Two FCC Commissioners recently made the case that the Dedicated Short Range Communications (DSRC) band at 5.9 GHz, currently being used to test smart car technologies, had enough room to handle the growing need for high speed wireless connectivity. While there is concern from automakers that sharing this band could cause roadway dangers by interfering with vehicle communications, the FCC eloquently made the case that expanding opportunities for use of the 5.9 GHz band was the right thing to do.

Federated Wireless’ SAS technology could be readily extended to the 5.9 GHz band to enable Wi-Fi operation while alleviating concerns of automakers.
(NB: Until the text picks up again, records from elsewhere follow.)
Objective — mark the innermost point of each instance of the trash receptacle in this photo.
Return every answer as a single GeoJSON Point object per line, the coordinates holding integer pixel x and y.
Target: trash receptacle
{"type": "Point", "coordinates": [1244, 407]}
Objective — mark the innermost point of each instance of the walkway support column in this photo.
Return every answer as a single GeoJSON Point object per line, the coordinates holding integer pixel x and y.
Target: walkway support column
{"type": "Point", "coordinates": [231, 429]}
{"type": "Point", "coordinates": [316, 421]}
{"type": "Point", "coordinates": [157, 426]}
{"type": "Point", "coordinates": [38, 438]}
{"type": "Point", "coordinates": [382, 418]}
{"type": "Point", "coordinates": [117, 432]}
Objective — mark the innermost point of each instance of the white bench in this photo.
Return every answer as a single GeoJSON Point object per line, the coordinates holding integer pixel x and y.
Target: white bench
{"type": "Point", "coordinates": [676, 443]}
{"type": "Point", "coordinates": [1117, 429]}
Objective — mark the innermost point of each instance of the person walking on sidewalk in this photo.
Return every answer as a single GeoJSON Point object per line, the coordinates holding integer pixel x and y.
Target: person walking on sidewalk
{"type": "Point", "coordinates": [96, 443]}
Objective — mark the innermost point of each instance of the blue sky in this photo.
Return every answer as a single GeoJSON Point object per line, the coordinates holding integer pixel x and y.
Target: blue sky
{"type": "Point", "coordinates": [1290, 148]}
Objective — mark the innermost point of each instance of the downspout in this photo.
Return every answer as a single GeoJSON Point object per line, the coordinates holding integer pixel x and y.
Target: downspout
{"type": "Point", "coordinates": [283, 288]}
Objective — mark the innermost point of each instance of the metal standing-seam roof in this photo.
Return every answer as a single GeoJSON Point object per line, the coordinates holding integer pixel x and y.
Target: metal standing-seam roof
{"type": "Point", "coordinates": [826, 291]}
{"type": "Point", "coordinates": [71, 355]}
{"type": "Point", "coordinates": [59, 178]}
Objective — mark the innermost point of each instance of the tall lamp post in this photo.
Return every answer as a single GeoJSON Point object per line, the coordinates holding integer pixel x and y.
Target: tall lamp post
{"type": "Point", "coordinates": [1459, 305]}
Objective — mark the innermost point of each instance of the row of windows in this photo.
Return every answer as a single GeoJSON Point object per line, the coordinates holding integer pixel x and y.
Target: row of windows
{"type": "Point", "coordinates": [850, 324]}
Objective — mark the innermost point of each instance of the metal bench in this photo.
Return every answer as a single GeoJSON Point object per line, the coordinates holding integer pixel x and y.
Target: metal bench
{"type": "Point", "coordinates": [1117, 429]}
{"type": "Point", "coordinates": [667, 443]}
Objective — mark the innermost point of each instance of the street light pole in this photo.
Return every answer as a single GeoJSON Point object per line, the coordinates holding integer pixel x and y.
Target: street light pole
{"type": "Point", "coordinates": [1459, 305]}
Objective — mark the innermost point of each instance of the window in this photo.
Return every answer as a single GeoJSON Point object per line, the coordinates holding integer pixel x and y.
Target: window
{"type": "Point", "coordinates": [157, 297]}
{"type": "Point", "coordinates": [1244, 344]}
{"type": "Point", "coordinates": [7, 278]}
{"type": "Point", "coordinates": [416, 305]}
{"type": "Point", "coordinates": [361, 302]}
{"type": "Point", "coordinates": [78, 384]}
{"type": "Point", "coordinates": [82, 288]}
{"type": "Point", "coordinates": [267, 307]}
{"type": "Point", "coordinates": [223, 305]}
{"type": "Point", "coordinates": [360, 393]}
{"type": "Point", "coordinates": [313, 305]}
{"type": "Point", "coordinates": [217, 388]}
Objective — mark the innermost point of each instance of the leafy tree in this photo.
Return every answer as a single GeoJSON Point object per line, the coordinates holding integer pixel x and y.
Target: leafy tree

By using the same principles of the 3.5 GHz band spectrum sharing framework, the SAS can proactively manage the DSRC spectrum to ensure life-critical services are not interrupted while maximizing spectrum available for high speed Wi-Fi.  Analogizing the 3.5 GHz three-tier model to 5.9 GHz systems:

  • 1. In-band satellite and radar systems can be protected as incumbents
  • 2. Road-side units could be managed and protected like PAL devices
  • 3. Key corridors for vehicle to vehicle communications can be identified and protected as exclusion or protection zones
  • 4. 5.9 GHz Wi-Fi can be managed like GAA devices

We also believe that utilizing the SAS technology would also have a number of additional benefits to the DSRC community. For example, the SAS could manage inter-jurisdictional interference in overlapping geographic areas; automatically detect and maintain misconfigured Wi-Fi devices; and reduce deployment time of DSRC Road Side Units when NTIA coordination is required by ensuring site non-interference.

As we rapidly move to a time where the need for capacity to manage Internet of Things and provide increased high speed connectivity collide, looking at ways to dynamically share spectrum is a no-brainer. New and innovative spectrum access systems are transforming how we access and manage spectrum — ensuring that diverging uses can be managed safely and optimally — and now is the time to implement these solutions more broadly.